En términos telegráficos, explicaré lo que significa el término ‘ética’. Todas las sociedades han tenido que establecer sistema normativos, a los que llamamos ‘morales’. En la mayoría de los casos, derivaban de las religiones. Ha habido tantas morales como culturas: pagana, cristiana, budista, confuciana, musulmana, nazi, soviética, etc. Todas ellas intentan resolver problemas inevitables de la convivencia. Los problemas son universales, pero las soluciones son culturales. Eso permite comparar las soluciones, evaluarlas, criticarlas, seleccionarlas. Llamamos ‘ética’ al conjunto de las mejores soluciones que la inteligencia humana ha inventado para resolver una serie de conflictos y alcanzar una serie de expectativas. No se trata, pues, de sustituir una fe por otra.

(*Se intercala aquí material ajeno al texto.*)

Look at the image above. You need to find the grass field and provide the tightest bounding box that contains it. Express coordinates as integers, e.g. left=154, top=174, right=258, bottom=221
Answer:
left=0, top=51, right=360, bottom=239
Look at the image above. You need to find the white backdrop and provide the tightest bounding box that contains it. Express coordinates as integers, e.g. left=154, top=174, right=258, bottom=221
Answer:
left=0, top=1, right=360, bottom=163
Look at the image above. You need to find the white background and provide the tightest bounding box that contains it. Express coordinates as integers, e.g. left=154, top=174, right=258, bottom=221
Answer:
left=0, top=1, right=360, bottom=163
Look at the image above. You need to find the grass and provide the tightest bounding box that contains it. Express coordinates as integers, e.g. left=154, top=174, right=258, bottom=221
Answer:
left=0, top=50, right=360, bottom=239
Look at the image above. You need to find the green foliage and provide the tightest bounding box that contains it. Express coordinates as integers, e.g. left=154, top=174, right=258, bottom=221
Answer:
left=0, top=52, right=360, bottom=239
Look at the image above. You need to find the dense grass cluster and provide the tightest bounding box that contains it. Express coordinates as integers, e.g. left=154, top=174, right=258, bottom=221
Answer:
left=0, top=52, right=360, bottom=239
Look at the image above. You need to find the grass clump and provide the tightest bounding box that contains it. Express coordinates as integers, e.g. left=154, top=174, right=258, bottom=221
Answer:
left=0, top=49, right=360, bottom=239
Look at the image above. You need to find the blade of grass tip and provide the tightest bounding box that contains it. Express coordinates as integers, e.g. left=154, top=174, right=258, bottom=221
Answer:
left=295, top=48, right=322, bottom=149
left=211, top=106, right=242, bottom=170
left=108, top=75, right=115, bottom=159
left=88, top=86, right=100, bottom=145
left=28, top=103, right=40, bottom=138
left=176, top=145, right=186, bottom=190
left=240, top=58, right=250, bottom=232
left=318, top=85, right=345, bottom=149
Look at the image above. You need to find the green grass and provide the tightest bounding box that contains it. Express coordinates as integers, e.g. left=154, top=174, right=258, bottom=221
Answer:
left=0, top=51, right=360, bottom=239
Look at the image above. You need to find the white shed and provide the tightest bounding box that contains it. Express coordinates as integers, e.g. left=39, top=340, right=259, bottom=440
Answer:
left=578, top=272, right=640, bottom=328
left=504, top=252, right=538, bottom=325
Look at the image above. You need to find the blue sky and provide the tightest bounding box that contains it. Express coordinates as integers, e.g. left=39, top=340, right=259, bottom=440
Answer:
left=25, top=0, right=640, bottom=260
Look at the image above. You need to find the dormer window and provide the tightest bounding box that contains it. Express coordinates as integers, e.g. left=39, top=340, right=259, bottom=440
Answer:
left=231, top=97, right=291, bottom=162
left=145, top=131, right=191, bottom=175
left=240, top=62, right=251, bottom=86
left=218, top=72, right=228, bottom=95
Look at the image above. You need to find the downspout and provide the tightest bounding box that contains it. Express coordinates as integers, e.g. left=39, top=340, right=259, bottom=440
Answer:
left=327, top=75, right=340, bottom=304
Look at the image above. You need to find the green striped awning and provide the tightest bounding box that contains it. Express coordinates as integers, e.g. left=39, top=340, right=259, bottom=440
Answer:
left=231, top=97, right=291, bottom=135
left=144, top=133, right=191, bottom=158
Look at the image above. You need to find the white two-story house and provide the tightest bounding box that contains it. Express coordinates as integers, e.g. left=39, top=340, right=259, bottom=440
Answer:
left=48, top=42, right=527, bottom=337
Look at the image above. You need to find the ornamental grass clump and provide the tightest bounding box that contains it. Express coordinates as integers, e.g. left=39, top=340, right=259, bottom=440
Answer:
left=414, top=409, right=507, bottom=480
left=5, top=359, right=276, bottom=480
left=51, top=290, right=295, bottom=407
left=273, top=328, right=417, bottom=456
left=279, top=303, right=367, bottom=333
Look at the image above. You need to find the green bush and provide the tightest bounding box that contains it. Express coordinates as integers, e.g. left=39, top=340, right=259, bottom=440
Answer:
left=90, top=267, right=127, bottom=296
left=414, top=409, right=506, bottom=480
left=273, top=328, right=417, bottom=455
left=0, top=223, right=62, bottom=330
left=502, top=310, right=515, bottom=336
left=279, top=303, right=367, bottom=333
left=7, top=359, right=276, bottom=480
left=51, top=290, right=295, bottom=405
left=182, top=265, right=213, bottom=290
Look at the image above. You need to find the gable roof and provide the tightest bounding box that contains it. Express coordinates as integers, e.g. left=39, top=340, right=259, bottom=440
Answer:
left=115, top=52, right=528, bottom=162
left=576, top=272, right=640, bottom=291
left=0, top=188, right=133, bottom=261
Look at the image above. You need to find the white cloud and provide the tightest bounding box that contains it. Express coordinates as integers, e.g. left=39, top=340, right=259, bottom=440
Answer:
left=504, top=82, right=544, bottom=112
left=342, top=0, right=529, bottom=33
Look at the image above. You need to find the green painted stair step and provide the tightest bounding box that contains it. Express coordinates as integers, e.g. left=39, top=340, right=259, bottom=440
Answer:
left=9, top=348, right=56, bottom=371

Sorprendentemente, Santo Tomás de Aquino, el autor que influyó más en la formulación de la moral teológica cristiana, defendió que la “ley natural” era un ‘opus rationis’, una obra de la razón. En fin, creo que ya me he excedido en lo que da de sí un artículo de periódico. El tema es tan decisivo para el futuro, que me parecería prometedor que este artículo generara un debate serio. Los que leen esta sección saben con qué perseverancia intento que un foro como este sirva de espacio de reflexión, del que emerja una ‘inteligencia compartida’. Este asunto, que despierta emociones profundas, debe ser tratado como decían lo antiguos: ‘Sine ira et studio’, sin furia y con información.